Türkiye dış politika alanında Cumhuriyetin kurucu ayarlarına dönmeli, Atatürk’ün Yurtta Sulh, Cihanda Sulh ilkesine sahip çıkarak ulusal bağımsızlığımızı ve egemenliğimizi kararlılıkla korumayı en önemli hedef saymalıdır.
S- 400 anlaşması için Erdoğan “tarihimizin en önemli anlaşmasıdır” dedi… NATO’ya rağmen alınmış önemli bir karar ancak “tarihin en önemli anlaşması” denilerek aşırı abartılmasını siz nasıl değerlendiriyorsunuz? AKP’nin neredeyse her konuda “yeni bir tarih” yazma, mevcut tarihimizi tahrip edip dönüştürme çabası sizin de dikkatinizi çekiyor mu?
Türkiye’nin güvenlik çıkarlarını korumak için yapılan bütün antlaşmalar, atılan bütün adımlar önemlidir.

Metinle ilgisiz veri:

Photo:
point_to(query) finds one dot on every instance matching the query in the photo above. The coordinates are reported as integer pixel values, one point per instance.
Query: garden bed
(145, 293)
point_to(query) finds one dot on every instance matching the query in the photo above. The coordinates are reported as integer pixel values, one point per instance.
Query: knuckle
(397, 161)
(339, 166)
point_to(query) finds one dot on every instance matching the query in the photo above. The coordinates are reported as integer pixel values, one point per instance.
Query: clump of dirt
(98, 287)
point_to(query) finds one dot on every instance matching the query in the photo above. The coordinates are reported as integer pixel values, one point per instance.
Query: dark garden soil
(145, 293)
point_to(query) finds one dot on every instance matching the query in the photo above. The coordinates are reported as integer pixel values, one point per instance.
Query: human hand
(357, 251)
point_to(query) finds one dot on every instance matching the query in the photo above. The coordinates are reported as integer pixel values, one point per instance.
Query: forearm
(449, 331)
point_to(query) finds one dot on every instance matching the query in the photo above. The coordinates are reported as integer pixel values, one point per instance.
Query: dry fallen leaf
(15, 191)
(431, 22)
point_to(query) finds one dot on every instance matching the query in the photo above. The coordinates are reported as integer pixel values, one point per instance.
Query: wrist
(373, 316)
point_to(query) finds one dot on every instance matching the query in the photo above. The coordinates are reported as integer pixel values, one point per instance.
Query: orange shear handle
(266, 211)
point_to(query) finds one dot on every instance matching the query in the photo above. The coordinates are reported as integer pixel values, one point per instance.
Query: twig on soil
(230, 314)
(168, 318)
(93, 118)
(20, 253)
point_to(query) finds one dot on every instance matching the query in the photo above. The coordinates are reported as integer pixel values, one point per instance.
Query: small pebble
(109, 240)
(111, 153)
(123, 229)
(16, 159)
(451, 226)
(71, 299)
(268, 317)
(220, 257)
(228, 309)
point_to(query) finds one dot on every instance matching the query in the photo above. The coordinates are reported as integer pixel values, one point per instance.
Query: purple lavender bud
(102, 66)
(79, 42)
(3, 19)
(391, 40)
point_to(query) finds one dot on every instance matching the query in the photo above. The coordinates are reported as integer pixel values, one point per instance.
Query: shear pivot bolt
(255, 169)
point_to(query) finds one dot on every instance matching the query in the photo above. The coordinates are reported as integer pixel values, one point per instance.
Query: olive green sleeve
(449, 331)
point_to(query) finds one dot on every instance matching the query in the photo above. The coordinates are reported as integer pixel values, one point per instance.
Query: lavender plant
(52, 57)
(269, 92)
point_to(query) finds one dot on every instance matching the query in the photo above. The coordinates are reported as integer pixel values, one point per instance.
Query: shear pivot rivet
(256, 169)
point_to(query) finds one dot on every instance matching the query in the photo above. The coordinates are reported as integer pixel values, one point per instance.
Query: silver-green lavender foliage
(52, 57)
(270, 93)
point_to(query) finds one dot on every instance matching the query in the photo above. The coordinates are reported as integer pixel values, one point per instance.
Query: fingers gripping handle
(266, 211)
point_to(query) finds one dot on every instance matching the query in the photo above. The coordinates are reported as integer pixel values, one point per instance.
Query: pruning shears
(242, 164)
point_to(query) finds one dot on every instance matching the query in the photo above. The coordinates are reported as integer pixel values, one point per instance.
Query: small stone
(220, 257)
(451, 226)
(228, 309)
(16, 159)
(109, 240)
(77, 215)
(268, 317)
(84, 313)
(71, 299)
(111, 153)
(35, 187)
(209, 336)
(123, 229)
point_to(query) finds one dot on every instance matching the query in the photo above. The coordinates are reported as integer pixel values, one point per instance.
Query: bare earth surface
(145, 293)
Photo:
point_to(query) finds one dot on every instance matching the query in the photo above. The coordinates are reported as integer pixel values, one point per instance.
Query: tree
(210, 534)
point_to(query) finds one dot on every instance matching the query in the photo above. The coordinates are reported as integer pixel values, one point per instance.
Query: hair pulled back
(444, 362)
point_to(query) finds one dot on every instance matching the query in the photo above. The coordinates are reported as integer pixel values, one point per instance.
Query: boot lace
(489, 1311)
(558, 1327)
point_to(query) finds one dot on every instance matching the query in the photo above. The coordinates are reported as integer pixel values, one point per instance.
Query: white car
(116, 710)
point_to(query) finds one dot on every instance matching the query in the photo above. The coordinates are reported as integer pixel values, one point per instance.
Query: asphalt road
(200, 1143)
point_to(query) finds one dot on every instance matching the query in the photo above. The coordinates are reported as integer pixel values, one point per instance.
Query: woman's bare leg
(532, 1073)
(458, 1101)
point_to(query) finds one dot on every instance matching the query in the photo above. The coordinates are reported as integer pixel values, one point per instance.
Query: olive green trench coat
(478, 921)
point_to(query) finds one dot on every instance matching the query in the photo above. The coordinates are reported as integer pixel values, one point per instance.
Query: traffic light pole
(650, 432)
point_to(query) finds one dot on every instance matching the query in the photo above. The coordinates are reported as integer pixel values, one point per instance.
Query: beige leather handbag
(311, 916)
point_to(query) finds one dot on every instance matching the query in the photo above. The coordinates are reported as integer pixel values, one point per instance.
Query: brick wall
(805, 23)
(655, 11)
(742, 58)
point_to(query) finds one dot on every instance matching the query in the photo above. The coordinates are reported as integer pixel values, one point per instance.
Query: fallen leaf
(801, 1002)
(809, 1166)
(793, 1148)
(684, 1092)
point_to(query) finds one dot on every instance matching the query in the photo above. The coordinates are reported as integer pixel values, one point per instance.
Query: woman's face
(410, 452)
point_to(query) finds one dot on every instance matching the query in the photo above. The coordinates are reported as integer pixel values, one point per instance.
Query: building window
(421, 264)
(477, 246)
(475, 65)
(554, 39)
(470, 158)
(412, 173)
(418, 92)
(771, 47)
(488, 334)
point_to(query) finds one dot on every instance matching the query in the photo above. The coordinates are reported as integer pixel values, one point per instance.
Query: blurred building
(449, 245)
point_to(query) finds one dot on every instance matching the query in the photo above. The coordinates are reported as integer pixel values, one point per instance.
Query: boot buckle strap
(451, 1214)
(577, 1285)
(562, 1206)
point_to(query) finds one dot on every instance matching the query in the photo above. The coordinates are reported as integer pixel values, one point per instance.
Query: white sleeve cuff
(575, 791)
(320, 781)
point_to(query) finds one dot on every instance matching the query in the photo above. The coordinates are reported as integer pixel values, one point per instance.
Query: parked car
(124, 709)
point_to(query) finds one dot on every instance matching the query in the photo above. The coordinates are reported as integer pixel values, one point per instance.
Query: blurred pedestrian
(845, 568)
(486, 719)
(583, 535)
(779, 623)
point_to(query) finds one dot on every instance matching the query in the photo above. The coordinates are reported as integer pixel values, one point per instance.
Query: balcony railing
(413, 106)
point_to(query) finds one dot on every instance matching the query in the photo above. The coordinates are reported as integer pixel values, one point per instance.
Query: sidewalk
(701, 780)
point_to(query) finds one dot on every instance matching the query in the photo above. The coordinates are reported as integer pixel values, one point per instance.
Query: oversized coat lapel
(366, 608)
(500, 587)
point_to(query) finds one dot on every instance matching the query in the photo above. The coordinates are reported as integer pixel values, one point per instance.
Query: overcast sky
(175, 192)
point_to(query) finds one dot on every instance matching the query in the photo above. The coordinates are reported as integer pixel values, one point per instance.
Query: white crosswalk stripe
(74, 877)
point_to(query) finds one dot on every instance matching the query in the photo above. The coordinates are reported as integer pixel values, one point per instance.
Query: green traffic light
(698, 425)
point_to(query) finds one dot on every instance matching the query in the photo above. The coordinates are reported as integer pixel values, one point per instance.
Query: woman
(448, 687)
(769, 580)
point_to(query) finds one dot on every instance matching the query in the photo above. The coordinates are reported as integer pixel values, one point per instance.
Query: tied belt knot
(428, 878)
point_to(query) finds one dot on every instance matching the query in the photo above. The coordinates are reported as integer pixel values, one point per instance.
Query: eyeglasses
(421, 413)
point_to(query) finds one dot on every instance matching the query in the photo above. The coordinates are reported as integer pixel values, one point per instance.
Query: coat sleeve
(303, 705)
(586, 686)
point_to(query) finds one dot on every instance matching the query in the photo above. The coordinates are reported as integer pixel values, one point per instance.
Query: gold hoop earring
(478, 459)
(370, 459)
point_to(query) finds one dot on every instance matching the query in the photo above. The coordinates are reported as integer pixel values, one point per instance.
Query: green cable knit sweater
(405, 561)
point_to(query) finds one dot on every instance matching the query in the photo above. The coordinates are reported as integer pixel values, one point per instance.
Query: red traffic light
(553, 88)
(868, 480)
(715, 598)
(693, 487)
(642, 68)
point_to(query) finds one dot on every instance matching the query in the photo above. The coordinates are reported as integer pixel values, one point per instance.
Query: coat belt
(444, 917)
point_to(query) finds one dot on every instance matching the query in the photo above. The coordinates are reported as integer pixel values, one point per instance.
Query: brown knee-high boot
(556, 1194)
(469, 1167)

Ancak Büyük Atatürk’ün “Türk milletine karşı, yüzyıllardan beri hazırlanmış ve Sevr Antlaşması ile tamamlandığı sanılmış büyük bir suikastın sonuçsuz kaldığını bildirir bir belge, Osmanlı tarihinde benzeri görülmemiş bir siyasi zafer eseri” olarak tanımladığı Lozan Antlaşması ortadayken, ve Montreux gibi egemenliğimizi ve güvenliğimizi pekiştiren çok önemli antlaşmalar varken S-400 antlaşmasını “tarihimizin en önemli antlaşması” olarak tanımlamak gerçekçi olmaz.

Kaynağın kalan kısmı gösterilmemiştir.